The goal of this project is to write a software pipeline to identify the lane boundaries in a video from a front-facing camera on a car through the following steps:
- Compute the camera calibration matrix and distortion coefficients using chessboard images.
- Apply distortion correction to frames.
- Apply perspective transformation to get a bird's eye view of the lane.
- Use color thresholding to create a binary image of the lane lines.
- Detect lane pixels and fit a polynomial to find the lane boundaries.
- Calculate the curvature of the lane and vehicle position with respect to center.
- Project the detected lane boundaries back onto the original image and display the curvature and position from center values.
I start by calculating the object and image points for a set of images of a 9x6 chessboard taken with the same camera as the one used in the car.
The imgpoints
represent the (x, y, z) coordinates of the chessboard corners in the photos and the objpoints
represent the ideal chessboard positions.

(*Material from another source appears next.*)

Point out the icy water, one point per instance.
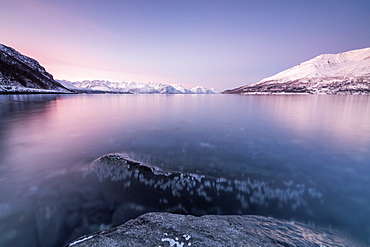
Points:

Only image points from photos were all corners of the chessboard were detected successfully are added to imgpoints
, and a copy of the same object points is added to objpoints
for each successful detection as well.
Then camera calibration and distortion coefficients mtx, dist, rvecs, tvecs
are calculated using all the image and object points generated.
The output is saved into the find_corners_output
directory.
The code for this step is contained in the functions titled find_img_and_obj_points
and calibrate_camera
in the IPython notebook located in ./P2.ipynb
An example of a chessboard image with successful detection of corners is shown below:
After calculating the calibration data, I test it by using it to calibrate all the chessboard images and observe the results.
An example of an undistorted chessboard image is shown below:
The calibration results seem okay.
Then I use the same data to calibrate the test images of the road and save the output to the distortion_correction_output
directory
The code can be found in the correct_for_distortion_dir
function in the IPython notebook located in ./P2.ipynb
.
An example of an undistorted road image is shown below:
I used a simple lane detection pipeline on one of the test images with straight line lanes to extract a trapezoid representing the lanes to use it later for perspective transformations.
Note that this trapezoid is generated once then used for all transformations later. The reason we don't need to re-generate it for each frame is that the vertical angle of the camera is fixed in all photos so the same trapezoid should be valid for all of them.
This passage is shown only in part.